Abrí los ojos, pero enseguida el agua ahogó mi voz. Chapoteé en la noche desorientado hasta que encontré pie y me levanté.
—¡¿A qué ha venido eso?! —le pregunté a gritos, quitándome el pelo empapado de la cara. Si su intención había sido hacerme olvidar que nos tenían vigilados, podía darse por satisfecha.
—Era solo una broma —contestó ella incapaz de ocultar la risa.
—Anda, ayúdame a salir.
—Muy listo, Serafin, pero no pienso picar. Sal tú solito por la escalera. —Y se cruzó de brazos.
—No, en serio —insistí—. Con el susto me he golpeado la rodilla con el bordillo. —Me froté la zona magullada con gesto serio y me dirigí a las escaleras cojeando.

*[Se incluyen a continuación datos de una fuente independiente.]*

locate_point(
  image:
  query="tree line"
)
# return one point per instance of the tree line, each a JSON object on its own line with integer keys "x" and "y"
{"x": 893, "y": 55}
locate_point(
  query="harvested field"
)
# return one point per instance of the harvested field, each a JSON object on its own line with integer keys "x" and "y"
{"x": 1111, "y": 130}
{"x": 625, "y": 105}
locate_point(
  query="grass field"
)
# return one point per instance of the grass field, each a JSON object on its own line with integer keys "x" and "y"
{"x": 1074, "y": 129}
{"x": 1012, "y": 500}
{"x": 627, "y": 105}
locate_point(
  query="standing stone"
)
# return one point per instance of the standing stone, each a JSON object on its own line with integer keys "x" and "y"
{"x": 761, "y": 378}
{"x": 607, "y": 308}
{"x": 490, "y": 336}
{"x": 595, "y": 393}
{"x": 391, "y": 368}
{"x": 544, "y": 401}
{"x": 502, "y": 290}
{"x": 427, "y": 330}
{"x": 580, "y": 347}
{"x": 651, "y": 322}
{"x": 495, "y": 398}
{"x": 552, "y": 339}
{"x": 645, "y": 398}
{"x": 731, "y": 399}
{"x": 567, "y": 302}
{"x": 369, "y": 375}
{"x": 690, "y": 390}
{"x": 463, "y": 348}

Zoe me miró unos instantes preocupada antes de ceder y tenderme la mano. Craso error. En cuanto la tuve a mi alcance, tiré de ella con fuerza y la lancé al agua.
—¡¡¡Aarón!!! —gritó cuando sacó la cabeza tras el chapuzón—. ¡Te odio! ¡Te odio! ¡Lo sabía!
No podía parar de reírme. Mi ropa pesaba diez veces más cuando estaba mojada y lo único que podía hacer era dejarme arrastrar por el agua.
—¿Qué te ha parecido mi interpretación? —le pregunté.
—¡Nos la vamos a cargar! Seguro que has roto el chisme este. —Y se quitó el micrófono.
—Les hemos dado el mejor material de la semana —dije en voz baja, consciente de que podía haber micrófonos en los árboles o entre la hierba—, seguro que nos perdonan.
Ella se rió con picardía y se sacudió el pelo corto agitando la cabeza y poniéndose en pie.
Con el agua por debajo de la cintura, la silueta perfecta de su cuerpo menudo se recortaba en las luces del jardín y de la piscina. El vestido que llevaba se le pegaba al cuerpo como una segunda piel. Me obligué a dejar de mirar, por lo que pudiera llegar a ocurrir, y me dirigí a la escalera.
Pasara lo que nos pasase a partir de entonces, aquel instante fugaz de absoluta felicidad había merecido la pena.